Figur aus Fleisch

Lisz Hirn sucht in ihrem Essay „Der überschätzte Mensch“ nach einem neuen allgemeingültigen Humanismus

Von Katharina Granzin

Der Mensch sei „eine lebendige Figur aus Fleisch“, zitiert Lisz Hirn zu Beginn ihres Buches ein vierjähriges Mädchen. In welchem Kontext das Kind diese Definition geprägt hat, wird nicht erwähnt, aber zweifellos hat es einen weitaus rationaleren, unsentimentaleren Blick auf den Kern des menschlichen Daseins als vermutlich die meisten von uns.Lange Zeit, schreibt die Autorin, habe der Mensch sich selbst überbewertet, sich irgendwo zwischen „Tier“ und „Übermensch“ auf einer hierarchischen Skala weit über dem „Tier“ eingeordnet und diesen erhöhten Platz als selbstverständlich empfunden. Eine der wichtigsten Aufgaben der abendländischen Philosophie sei es stets gewesen, die „Abgrenzung zwischen ‚Tier‘ und ‚Mensch‘“ aufrechtzuerhalten. Die Gewissheit über diese Grenze aber ist heutzutage keineswegs mehr so felsenfest. Dazu kommt eine, nach einem Begriff von Günther Anders, „prometheische Scham“, da die Maschinen, die wir erschaffen haben, in wesentlichen Bereichen längst mehr können als wir selbst.

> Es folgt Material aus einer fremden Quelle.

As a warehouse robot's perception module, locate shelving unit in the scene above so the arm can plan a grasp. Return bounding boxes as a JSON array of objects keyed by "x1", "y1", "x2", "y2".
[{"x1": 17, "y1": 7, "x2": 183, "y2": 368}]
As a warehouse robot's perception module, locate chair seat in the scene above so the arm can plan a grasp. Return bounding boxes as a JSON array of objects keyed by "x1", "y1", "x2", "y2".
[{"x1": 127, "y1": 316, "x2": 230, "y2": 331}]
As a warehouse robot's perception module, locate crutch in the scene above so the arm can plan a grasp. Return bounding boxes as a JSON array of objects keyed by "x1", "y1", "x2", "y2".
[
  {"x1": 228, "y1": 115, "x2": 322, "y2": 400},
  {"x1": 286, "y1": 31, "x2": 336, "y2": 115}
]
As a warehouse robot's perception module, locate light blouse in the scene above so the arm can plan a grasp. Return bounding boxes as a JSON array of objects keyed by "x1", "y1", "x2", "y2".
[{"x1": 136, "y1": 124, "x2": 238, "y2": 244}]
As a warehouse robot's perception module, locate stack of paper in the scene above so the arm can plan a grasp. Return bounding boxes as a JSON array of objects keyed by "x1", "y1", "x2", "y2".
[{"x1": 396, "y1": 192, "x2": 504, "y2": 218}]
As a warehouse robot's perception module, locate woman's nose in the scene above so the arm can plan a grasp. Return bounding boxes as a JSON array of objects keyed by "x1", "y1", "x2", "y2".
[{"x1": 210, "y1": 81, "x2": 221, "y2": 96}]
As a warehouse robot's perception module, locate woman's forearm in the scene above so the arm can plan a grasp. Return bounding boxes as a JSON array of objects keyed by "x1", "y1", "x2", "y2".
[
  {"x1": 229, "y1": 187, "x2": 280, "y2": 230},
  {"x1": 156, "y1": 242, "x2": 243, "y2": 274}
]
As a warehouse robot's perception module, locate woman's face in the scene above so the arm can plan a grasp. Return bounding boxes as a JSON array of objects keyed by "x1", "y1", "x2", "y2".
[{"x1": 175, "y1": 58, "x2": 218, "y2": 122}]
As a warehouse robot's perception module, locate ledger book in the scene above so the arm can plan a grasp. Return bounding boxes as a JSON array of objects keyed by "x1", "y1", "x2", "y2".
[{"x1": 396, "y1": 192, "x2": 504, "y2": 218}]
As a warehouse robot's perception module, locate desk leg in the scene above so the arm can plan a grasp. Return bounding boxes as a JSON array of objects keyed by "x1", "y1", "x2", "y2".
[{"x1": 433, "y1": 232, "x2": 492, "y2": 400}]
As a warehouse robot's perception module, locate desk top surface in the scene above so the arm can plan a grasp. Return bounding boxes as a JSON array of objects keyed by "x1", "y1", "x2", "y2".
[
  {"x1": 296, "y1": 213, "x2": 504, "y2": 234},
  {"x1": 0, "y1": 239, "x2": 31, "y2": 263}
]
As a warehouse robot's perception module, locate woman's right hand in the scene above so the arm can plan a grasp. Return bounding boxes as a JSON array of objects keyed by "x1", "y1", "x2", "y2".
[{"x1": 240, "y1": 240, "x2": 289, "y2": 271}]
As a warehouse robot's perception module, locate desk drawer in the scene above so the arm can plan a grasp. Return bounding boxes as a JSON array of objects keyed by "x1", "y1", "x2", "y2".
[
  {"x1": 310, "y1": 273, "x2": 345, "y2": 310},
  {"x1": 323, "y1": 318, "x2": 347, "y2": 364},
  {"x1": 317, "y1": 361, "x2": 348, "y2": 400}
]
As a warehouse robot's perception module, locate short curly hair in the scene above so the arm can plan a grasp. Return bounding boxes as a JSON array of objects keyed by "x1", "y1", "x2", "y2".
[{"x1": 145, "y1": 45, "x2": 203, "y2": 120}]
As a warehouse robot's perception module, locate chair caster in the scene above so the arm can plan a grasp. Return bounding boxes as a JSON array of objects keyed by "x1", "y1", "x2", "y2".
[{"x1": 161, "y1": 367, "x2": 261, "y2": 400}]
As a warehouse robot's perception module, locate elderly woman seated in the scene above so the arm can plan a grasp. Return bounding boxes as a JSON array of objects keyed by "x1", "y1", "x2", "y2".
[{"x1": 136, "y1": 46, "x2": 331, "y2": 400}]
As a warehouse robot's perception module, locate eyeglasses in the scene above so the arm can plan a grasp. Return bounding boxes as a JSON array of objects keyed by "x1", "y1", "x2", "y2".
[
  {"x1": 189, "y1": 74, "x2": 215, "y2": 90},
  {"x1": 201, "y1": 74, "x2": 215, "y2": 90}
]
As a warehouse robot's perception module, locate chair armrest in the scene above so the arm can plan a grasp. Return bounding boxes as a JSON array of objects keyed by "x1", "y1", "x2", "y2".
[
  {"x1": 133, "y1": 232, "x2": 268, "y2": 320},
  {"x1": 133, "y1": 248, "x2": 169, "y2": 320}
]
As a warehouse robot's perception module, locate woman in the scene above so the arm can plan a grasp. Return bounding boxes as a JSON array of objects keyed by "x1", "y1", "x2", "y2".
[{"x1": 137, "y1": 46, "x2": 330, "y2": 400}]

Was also ist der heutige Mensch, der auf der einen Seite die eigene Tierhaftigkeit allmählich anzuerkennen beginnt und gleichzeitig damit hadert, nur eine fleischliche Intelligenz zu sein? Welches Bild machen wir uns von uns selbst, und wie gehen wir mit unserer Verletzlichkeit und Sterblichkeit um?

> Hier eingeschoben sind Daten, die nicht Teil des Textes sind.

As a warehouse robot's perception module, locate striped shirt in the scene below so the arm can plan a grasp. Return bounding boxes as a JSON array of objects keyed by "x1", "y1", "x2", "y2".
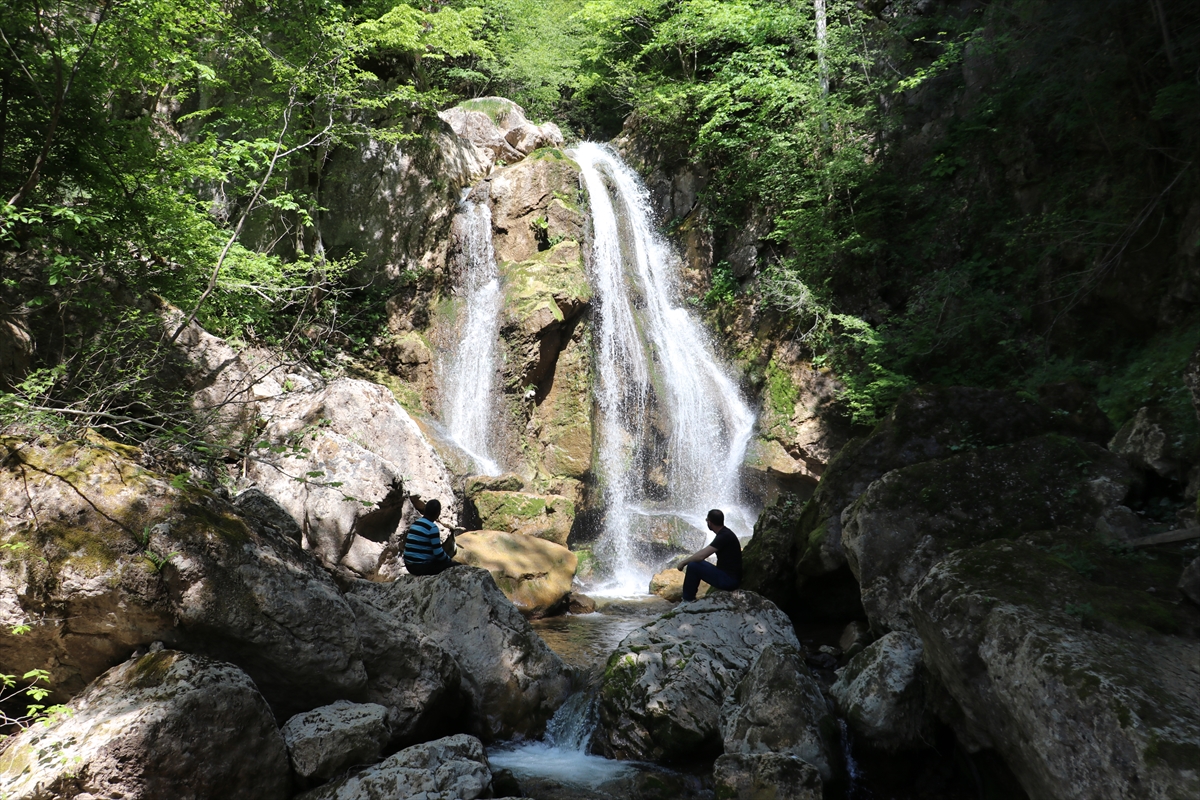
[{"x1": 404, "y1": 517, "x2": 450, "y2": 564}]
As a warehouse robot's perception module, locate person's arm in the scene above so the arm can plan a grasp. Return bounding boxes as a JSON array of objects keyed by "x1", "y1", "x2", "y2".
[{"x1": 676, "y1": 545, "x2": 716, "y2": 572}]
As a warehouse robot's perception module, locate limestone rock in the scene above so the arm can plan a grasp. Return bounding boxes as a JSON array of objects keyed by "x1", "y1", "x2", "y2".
[
  {"x1": 912, "y1": 541, "x2": 1200, "y2": 800},
  {"x1": 298, "y1": 734, "x2": 492, "y2": 800},
  {"x1": 346, "y1": 593, "x2": 462, "y2": 745},
  {"x1": 713, "y1": 753, "x2": 824, "y2": 800},
  {"x1": 0, "y1": 438, "x2": 366, "y2": 714},
  {"x1": 721, "y1": 644, "x2": 838, "y2": 781},
  {"x1": 0, "y1": 650, "x2": 292, "y2": 800},
  {"x1": 455, "y1": 530, "x2": 578, "y2": 616},
  {"x1": 320, "y1": 120, "x2": 492, "y2": 281},
  {"x1": 829, "y1": 631, "x2": 931, "y2": 751},
  {"x1": 247, "y1": 378, "x2": 460, "y2": 576},
  {"x1": 594, "y1": 591, "x2": 799, "y2": 760},
  {"x1": 842, "y1": 434, "x2": 1133, "y2": 630},
  {"x1": 281, "y1": 700, "x2": 391, "y2": 781},
  {"x1": 352, "y1": 566, "x2": 570, "y2": 740},
  {"x1": 474, "y1": 492, "x2": 575, "y2": 547}
]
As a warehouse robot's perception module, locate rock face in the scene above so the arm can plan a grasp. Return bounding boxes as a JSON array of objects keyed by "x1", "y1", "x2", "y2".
[
  {"x1": 829, "y1": 631, "x2": 932, "y2": 751},
  {"x1": 912, "y1": 541, "x2": 1200, "y2": 800},
  {"x1": 0, "y1": 438, "x2": 366, "y2": 714},
  {"x1": 455, "y1": 530, "x2": 578, "y2": 616},
  {"x1": 594, "y1": 591, "x2": 799, "y2": 760},
  {"x1": 282, "y1": 700, "x2": 391, "y2": 781},
  {"x1": 346, "y1": 594, "x2": 462, "y2": 745},
  {"x1": 713, "y1": 753, "x2": 824, "y2": 800},
  {"x1": 300, "y1": 734, "x2": 492, "y2": 800},
  {"x1": 353, "y1": 566, "x2": 570, "y2": 740},
  {"x1": 842, "y1": 434, "x2": 1133, "y2": 631},
  {"x1": 247, "y1": 379, "x2": 460, "y2": 576},
  {"x1": 473, "y1": 492, "x2": 575, "y2": 547},
  {"x1": 0, "y1": 650, "x2": 292, "y2": 800},
  {"x1": 721, "y1": 645, "x2": 838, "y2": 781}
]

Lisz Hirn: „Der überschätzte Mensch. Anthropologie der Verletzlichkeit“. Zsolnay Verlag, Wien 2023, 128 Seiten, 20 Euro

Lisz Hirn versucht in ihrem Langessay, diese und verwandte Fragen genauer zu fassen. Vier übergeordnete Begriffe – „Essen“, „Sterben“, „Werden“ und „Handeln“ – dienen ihr als Sinn-Anker und ordnen den Text in Kapitel. Meist lässt sich gut folgen, auch wenn in der äußeren Form nicht immer sehr deutlich wird, wohin und womit. Zitate werden meist eher unelegant in den Textfluss eingeworfen und oft verschwimmt, aus welcher Quelle welche Gedanken paraphrasiert werden.

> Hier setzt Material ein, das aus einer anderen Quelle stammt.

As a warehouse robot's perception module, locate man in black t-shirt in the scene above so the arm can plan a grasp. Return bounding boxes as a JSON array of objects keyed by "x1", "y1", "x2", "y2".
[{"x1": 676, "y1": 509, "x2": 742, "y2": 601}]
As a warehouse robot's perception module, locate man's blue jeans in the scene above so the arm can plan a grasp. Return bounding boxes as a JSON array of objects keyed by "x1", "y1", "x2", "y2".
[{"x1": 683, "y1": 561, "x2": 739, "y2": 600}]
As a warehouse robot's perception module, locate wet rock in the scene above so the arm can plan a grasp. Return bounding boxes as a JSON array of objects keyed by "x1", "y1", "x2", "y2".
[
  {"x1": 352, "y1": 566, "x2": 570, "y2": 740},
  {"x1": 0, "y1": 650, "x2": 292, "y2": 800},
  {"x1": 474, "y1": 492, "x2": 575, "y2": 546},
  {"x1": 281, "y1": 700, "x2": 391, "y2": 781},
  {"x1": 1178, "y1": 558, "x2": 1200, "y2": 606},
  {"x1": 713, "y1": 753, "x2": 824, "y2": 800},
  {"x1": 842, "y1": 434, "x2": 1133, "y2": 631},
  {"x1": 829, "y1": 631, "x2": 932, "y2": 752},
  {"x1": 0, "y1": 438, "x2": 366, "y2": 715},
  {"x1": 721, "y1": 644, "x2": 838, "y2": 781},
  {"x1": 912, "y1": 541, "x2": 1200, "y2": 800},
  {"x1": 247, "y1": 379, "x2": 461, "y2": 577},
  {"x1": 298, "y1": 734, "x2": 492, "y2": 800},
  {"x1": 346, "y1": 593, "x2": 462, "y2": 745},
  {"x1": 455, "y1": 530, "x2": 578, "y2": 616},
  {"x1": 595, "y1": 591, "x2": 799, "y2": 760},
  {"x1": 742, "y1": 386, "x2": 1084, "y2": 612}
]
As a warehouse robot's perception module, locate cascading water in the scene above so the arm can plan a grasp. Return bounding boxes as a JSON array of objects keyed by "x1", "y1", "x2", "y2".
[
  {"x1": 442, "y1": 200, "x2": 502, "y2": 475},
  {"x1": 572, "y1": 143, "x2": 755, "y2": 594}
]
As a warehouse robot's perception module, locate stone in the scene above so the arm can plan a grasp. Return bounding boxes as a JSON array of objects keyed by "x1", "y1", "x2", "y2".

Nahrungstabus, Todesrituale, der Wert von Arbeit und Gesundheit sowie unsere schicksalhafte Erdgebundenheit gehören zu den Themen, die den Menschen in seinem Dasein bestimmen. Da die Auffassung des Menschen als Krone der Schöpfung, als „Tier, das nicht von anderen Tieren gegessen wird“ überholt ist, brauche es „eine neue Anthropologie, die sich […]in unserer Verletzlichkeit verortet“. Dazu gehört es, uns radikaler als Teil der Welt zu begreifen und nicht die Welt als etwas außerhalb unserer selbst, das, legitimiert durch das biblische „Macht euch die Erde untertan“, zu unserem unendlichen Gebrauch vorhanden ist. Allein der Begriff „Umwelt“ zeige „die immer noch unglaubliche Anthropozentriertheit des angeblich aufgeklärten Menschen“. Der Begriff „Umweltschutz“ wiederum sei offenkundig absurd, denn „wen würden wir damit eigentlich schützen, wenn nicht uns selbst“?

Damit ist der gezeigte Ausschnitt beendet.